Download this configuration file so that we can use it in our Wireguard Client application.
- Install the Wireguard application either on the App or on your desktop
After installing the app, you can add the client configuration file by pressing the button in the top right:
After adding the wireguard config, you'll have to press allow to modify your VPN configuration. After pressing allow, you should be able to connect to your VPN by pressing the slider:
Now you have free, secure, and private internet access.
Things that I took note of when I was creating this project
In solar car one of my teammates (david) told me that his work used SSM to SSH into instances instead of opening a port for SSH as it is more secure. So, I decided that for this project I would try and configure the SSM agent on my wireguard instance.
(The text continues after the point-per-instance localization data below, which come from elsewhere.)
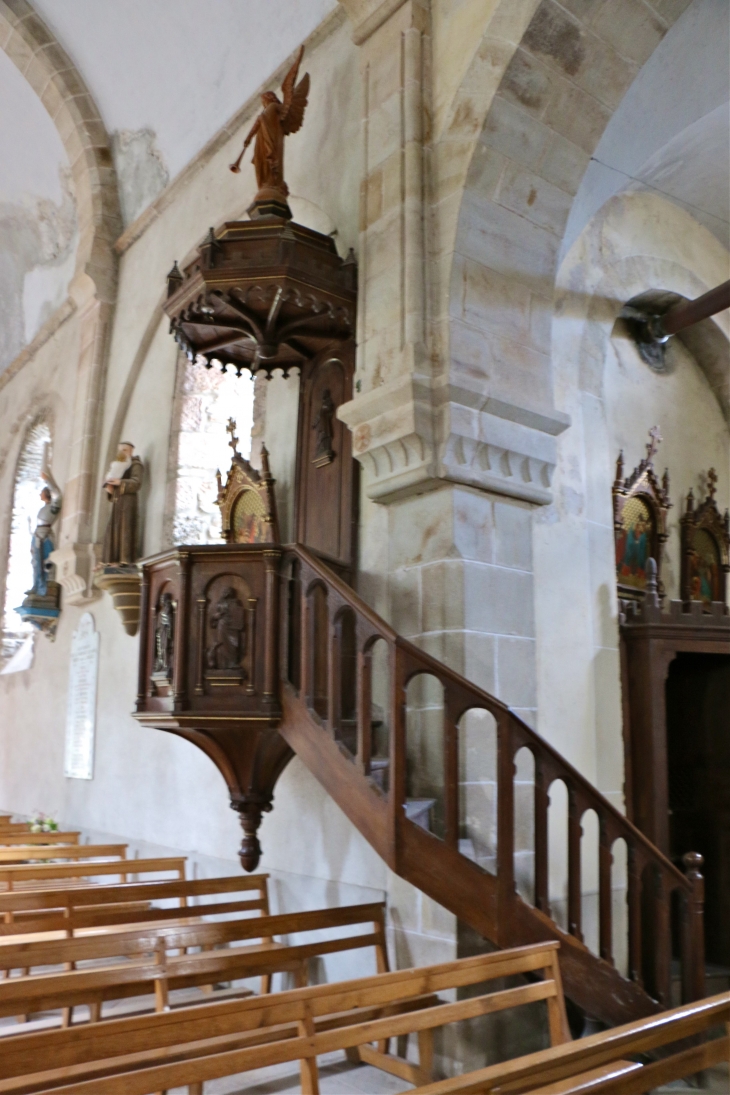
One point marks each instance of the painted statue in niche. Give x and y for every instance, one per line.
x=277, y=120
x=122, y=483
x=43, y=542
x=634, y=543
x=324, y=426
x=228, y=619
x=164, y=632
After applying the plan, you can use this command:
aws ssm describe-instance-informationAnd you should get a response like this:
{
"InstanceInformationList": [
{
"InstanceId": "i-xxxxxxxxxx",
"PingStatus": "Online",
"LastPingDateTime": "2025-12-11T19:31:07.841000-07:00",
"AgentVersion": "3.3.3050.0",
"IsLatestVersion": false,
"PlatformType": "Linux",
"PlatformName": "Amazon Linux",
"PlatformVersion": "2023",
"ResourceType": "EC2Instance",
"IPAddress": "10.0.x.x",
"ComputerName": "ip-10-0-x-x.ca-central-1.compute.internal"
}
]
}And then we can connect to the instance via SSM with this command:
aws ssm start-session --target i-xxxxxxxxxxxxxxxxxx
# after, you should get something like:
Starting session with SessionId: burton-37pjhgvsejb7d9vdfgd8rqeb4a
sh-5.2$If you get a message saying that SessionManagerPlugin is not found (which happened to me), you have to install it. I installed it via scoop:
scoop bucket add extras (if not already added)
scoop install aws-session-manager-pluginThis line is so that when Terraform replaces the instance it will rerun the user data script. This is useful so that I don't have to tell it do that (although I will probably comment it out eventually once I'm done this project)
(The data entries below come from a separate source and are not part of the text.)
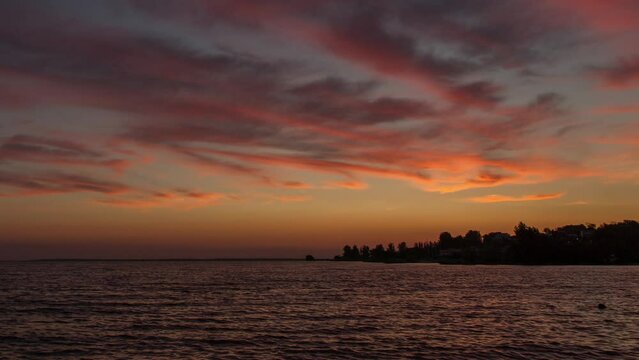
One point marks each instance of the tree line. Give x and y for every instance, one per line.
x=608, y=243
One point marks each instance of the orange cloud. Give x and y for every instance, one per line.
x=506, y=198
x=351, y=185
x=178, y=198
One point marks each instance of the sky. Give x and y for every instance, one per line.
x=279, y=128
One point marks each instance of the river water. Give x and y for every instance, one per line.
x=311, y=310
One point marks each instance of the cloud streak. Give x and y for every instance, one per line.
x=494, y=198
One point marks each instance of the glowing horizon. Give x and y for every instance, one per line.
x=279, y=128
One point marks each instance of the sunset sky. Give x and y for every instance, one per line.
x=279, y=128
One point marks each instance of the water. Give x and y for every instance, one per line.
x=316, y=310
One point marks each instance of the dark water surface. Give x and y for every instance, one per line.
x=316, y=310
user_data_replace_on_change = true
I'm still not 100% on the principle of least privilege or how to implement it at least...
For this role polciy to allow the EC2 instance to store in SSM parameter store, I defined the resource block as such, but I'm not sure if this is the best way to do so? If this ever comes up again I'll have to look into it again.
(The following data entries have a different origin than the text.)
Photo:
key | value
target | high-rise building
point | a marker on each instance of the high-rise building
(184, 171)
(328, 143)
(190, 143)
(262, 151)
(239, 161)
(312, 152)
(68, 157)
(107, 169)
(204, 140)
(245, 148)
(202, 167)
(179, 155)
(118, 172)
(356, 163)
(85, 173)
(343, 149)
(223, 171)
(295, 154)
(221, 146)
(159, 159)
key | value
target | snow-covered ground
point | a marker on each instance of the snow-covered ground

resource "aws_iam_role_policy" "ssm_parameter_store" {
name = "ssm-parameter-store-access"
role = aws_iam_role.ssm_role.id
policy = jsonencode({
Version = "2012-10-17"
Statement = [
{
Effect = "Allow"
Action = [
"ssm:PutParameter",
"ssm:GetParameter",
"ssm:DeleteParameter"
]
Resource = "arn:aws:ssm:*:*:parameter/wireguard/*"
}
]
})
}
This is my first time using parameter store. Since it doesn't really store files, and is more for storing strings, I think that S3 is the better use case here.